South Korean shares rose amid easing concerns about global inflation after commodities prices declined. The Korea Composite Stock Price Index, or Kospi, added 22.30 points, or 1.4 percent, to 1,645.69.

But worries linger about the outlook for the American economy and much of today’s gains in Tokyo were from short-term adjustments, traders said.

“Gains mainly seemed to be driven by short covering rather than real buying power, so it was otherwise very quiet trading in the market,” said Motomi Hiratsuka, head of sales trading at BNP Paribas in Tokyo.

Investors that sell “short” are betting that a stock or future contract will fall. Later, they have to buy the stock or contract to meet their obligation from the earlier sale, sometimes covering their gamble at a loss.

Sumitomo Realty & Development, Japan’s third-largest real estate developer by revenue, gained 6.9 percent. Mizuho Financial Group added 4.7 percent.

In South Korea, banking stocks generally ended higher with Kookmin Bank advancing 6.7 percent and smaller rival Shinhan Financial Group gaining 5.5 percent.

In Thailand, the key index rose 0.7 percent, while Malaysia’s market inched up 0.2 percent.

Chinese stocks were mixed, with the benchmark Shanghai Composite Index edging lower as market heavyweight PetroChina fell 4 percent, outweighing gains in steel makers.

The benchmark Shanghai Composite Index fell 0.2 percent, or 7.47 points, to 3,796.58. The smaller Shenzhen Composite Index rose 1.4 percent to 1,173.14.

“The Shanghai index was up over 2 percent at one point yesterday afternoon after plunging more than 6 percent in midmorning, a sign that institutional investors were already beginning to bargain hunt,” said Southwest Securities analyst Yan Li.
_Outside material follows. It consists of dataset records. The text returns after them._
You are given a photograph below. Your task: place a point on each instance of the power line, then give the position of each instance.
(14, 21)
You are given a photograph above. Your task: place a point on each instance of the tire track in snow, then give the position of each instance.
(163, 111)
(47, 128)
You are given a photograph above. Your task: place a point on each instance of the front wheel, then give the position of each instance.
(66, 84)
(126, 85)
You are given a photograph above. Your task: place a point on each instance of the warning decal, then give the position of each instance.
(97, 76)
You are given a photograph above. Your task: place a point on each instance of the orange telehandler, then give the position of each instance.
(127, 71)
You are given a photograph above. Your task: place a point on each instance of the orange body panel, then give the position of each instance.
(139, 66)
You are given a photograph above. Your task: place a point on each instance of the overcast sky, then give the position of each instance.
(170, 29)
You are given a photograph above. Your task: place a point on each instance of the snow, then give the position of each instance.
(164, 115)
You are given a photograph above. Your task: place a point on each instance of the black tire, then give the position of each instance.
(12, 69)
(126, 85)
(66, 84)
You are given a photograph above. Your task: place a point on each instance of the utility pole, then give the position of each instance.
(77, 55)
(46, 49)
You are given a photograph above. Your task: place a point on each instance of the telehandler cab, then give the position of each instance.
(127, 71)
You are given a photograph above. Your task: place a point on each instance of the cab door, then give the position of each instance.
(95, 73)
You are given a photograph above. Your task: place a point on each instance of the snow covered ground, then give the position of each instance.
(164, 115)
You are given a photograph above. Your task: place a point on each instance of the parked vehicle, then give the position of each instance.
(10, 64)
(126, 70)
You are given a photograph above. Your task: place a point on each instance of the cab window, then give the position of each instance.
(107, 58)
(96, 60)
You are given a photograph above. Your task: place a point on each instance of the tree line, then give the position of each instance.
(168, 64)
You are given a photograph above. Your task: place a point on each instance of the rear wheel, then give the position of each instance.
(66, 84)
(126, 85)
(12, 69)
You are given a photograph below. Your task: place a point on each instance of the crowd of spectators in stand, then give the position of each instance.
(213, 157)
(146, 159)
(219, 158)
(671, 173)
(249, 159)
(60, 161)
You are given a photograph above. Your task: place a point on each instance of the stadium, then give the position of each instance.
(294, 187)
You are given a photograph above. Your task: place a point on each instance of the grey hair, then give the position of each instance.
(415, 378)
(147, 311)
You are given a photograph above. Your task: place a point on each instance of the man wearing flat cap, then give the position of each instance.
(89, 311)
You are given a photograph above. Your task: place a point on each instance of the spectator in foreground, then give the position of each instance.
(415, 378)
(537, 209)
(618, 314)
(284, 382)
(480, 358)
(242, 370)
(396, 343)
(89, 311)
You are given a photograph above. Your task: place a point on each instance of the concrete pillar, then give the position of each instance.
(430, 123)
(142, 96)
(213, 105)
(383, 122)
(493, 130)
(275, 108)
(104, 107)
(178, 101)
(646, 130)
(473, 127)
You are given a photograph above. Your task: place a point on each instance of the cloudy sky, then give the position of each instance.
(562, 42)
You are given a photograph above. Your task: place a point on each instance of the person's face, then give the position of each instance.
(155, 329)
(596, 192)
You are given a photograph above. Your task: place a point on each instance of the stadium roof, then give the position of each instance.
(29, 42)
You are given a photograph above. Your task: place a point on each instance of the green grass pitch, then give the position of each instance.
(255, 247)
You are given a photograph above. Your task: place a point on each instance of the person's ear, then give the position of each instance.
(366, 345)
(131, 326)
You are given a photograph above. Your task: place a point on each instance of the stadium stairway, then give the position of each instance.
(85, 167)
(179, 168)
That suggests growing confidence that the market may be settling down after falling 38 percent since it hit a record high of 6,124.04 in mid-October, said Great Wall Securities analyst Dan Zhaoyang.

But oil and gas giant PetroChina fell 4 percent on fears the company is overvalued given that inflation-fighting controls on domestic fuel prices will hurt its earnings, analysts said.

Steel makers led gains, helped by news that China’s economic planner has approved plans by Wuhan Iron & Steel and Baoshan Iron & Steel, or Baosteel, to build new steel production bases.

Baosteel gained 5.7 percent, while Wuhan Iron & Steel rose 5.4 percent.

In currencies, the dollar was trading at 99.60 yen at midafternoon in Asia, down from 100.00 yen late Thursday in New York. The euro rose to $1.5444 from $1.5433.

Asian markets that were closed today included Hong Kong, Australia, India, Indonesia, New Zealand, the Philippines and Singapore. Markets in Australia, Hong Kong and New Zealand will remain closed Monday.